Children are resilient and it is true that in divorce, your child will adjust to the new normal that is established between you and your co-parent. It is important however, to remember that even if your child is adjusting well to a divorce, there are things you can do as a parent to help them adjust to the changes in a more seamless and healthy way. Here are some tips to consider to help ease the adjustment for your children in a divorce:
- Do Not Involve The Children In The Divorce Process: One way to help your children adjust to the divorce is not to involve them in the divorce process. Many times, parents involve their children in a divorce by divulging details about the legal proceedings and the emotional difficulties the parent is facing in the divorce. It is important not to involve your children in the divorce because when you do involve them, it will cloud the way they see the other parent and this is not healthy for their relationship with the other parent. This could also be used as ammunition against you in legal proceedings and be classified as parental alienation. Rather than focus on the litigation fight, focus instead on the bigger picture. You and your ex-spouse will have to co-parent with one another for the rest of your lives. You will both want to be at your child’s wedding and will want to have an ongoing relationship with them forever. It is better to be at peace with your ex-spouse in the co-parenting journey rather than fight with one another and be embroiled in drama that is unnecessary and unhealthy for all individuals involved. Importantly, children are too young to understand the legal complexities of divorce. It is already difficult for adults to understand the legal issues in a divorce so imagine how hard it must be for children to understand it. If you want emotional support, rather than turn to the children, reach out instead to other family members or trusted friends to provide the support you need.

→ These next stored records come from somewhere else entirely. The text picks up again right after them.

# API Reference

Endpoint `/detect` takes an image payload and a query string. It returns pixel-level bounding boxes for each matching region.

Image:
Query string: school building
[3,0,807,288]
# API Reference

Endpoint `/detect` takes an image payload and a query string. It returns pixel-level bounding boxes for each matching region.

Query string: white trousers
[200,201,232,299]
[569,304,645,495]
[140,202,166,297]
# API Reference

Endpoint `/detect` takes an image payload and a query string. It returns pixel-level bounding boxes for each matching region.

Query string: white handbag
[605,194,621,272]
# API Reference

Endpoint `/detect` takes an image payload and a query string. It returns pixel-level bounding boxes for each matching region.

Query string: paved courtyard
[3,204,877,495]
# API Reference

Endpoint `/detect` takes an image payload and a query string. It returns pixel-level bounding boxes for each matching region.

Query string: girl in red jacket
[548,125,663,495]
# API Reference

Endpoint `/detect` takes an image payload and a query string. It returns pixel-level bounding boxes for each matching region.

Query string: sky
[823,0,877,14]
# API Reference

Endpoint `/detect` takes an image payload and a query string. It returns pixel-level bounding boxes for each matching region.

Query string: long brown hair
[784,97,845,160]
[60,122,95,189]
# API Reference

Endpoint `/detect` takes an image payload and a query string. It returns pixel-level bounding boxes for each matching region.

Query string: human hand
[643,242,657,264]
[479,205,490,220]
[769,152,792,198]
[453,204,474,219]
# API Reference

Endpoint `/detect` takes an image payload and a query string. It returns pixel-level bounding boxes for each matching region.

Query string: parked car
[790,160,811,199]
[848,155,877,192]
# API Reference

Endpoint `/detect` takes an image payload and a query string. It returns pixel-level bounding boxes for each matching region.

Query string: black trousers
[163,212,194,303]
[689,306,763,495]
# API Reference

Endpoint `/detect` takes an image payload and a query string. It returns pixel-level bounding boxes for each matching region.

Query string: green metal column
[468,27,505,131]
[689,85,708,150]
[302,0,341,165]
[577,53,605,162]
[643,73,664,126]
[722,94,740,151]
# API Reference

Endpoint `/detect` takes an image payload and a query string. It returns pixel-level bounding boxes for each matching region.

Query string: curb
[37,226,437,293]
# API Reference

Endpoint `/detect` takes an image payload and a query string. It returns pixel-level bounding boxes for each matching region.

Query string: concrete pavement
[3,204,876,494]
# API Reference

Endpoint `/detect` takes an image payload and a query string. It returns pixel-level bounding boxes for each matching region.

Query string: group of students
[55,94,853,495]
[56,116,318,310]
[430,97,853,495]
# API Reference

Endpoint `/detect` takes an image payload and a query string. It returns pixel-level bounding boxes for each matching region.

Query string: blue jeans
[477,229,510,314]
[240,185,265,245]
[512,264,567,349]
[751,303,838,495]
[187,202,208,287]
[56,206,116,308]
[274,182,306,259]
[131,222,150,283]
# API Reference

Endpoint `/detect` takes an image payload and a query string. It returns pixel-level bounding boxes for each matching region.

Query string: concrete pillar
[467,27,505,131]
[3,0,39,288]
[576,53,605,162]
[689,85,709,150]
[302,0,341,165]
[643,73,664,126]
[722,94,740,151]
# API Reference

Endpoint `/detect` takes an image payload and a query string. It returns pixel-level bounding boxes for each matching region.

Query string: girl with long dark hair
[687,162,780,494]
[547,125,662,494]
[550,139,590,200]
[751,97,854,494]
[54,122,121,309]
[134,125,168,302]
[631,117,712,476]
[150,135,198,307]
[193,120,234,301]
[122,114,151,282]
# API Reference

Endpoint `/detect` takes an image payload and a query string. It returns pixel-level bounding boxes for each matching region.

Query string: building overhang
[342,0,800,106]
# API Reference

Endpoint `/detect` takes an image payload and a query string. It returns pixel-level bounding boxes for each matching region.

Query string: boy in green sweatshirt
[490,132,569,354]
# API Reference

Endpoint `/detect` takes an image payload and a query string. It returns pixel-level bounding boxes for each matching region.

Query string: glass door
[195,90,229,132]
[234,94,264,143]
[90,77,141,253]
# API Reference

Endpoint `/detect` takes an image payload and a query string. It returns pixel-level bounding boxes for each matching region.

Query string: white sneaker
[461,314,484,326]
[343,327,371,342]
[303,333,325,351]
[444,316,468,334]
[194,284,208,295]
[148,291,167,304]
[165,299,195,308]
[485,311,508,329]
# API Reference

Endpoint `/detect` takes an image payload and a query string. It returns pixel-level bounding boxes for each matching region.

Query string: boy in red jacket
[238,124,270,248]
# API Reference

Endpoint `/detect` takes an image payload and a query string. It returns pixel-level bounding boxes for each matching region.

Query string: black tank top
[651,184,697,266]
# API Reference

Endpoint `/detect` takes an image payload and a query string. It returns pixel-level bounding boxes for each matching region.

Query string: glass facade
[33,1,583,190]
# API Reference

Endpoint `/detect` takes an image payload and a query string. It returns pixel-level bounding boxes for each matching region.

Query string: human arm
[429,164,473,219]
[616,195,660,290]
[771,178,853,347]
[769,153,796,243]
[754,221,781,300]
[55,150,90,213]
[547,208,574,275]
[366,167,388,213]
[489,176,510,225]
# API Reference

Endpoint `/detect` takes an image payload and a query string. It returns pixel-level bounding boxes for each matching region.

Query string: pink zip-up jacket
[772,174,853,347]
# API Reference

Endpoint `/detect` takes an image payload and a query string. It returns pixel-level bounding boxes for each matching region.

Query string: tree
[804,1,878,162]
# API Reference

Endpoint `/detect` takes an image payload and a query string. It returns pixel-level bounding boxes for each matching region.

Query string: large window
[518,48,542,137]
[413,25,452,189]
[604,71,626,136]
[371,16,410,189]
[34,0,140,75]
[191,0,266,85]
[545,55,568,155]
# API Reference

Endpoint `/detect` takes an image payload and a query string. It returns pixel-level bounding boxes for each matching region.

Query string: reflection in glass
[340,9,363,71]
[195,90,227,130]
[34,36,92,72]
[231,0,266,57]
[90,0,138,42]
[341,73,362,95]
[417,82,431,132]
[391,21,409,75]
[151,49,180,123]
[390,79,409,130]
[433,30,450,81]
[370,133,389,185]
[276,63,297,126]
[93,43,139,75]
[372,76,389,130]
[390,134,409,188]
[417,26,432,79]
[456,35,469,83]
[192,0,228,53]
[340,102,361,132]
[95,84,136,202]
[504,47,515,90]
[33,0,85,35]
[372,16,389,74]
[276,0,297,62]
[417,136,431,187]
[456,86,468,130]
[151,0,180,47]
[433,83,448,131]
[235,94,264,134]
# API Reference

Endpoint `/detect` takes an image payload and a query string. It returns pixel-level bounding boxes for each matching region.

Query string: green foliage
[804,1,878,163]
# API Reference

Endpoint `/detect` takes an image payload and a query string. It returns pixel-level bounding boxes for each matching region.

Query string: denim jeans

- Promote and Facilitate Open Communication: As a co-parent it is imperative that you facilitate and encourage open communication. This includes open communication between the co-parent and the children, but it is also helpful if as co-parents, you are able to openly communicate with each other in cordial and friendly way. The way in which you communicate with one another will have a great impact on the way your children will view you and how they deal with their own relationships in the future. If you are involved in a litigious divorce and open communication is difficult, you do not have to apologize for the fact that communication is impossible with the co-parent. However, you can still encourage open communication and relationship between the co-parent and the children. Regardless of what you are feeling and the intense emotions you may have for the other parent, it should not impact the love and relationship you encourage between the children and the other parent. You want your child to have a good relationship with the other parent as it will impact their development. Having a strained or non-existent relationship with a parent will only have dire effects on a child and their future relationships going forward.
- Consider Spending Time Together As A Family: This is a controversial tip however a good one to consider. It may be difficult, and almost impossible in some broken families to continue to spend time together as a family unit after a divorce, but it can be done. When it is done in a healthy way, the outcome can be beautiful and wonderful healthy relationships can be forged on the basis that even though “mommy and daddy” have divorced, there is still friendship. By establishing a friendship post-divorce with your ex-spouse, you are demonstrating to the children that the family is available to support him/her and that the family love is not lost. It may take time to achieve a healthy and peaceful dynamic but it is worth considering reaching for this post-divorce family goal!
Do not be shy about speaking with your solicitor on his/her tips on how to forge a healthy family dynamic post-divorce. Your divorce solicitor is not only there to provide you with legal advice but he/she can also provide you with tips on how to have a healthy divorce rather than a litigious divorce. If your divorce solicitor only encourages litigation and division among the family, you may want to consider another divorce solicitor, one who is more focused on helping you achieve a healthy dynamic post-divorce.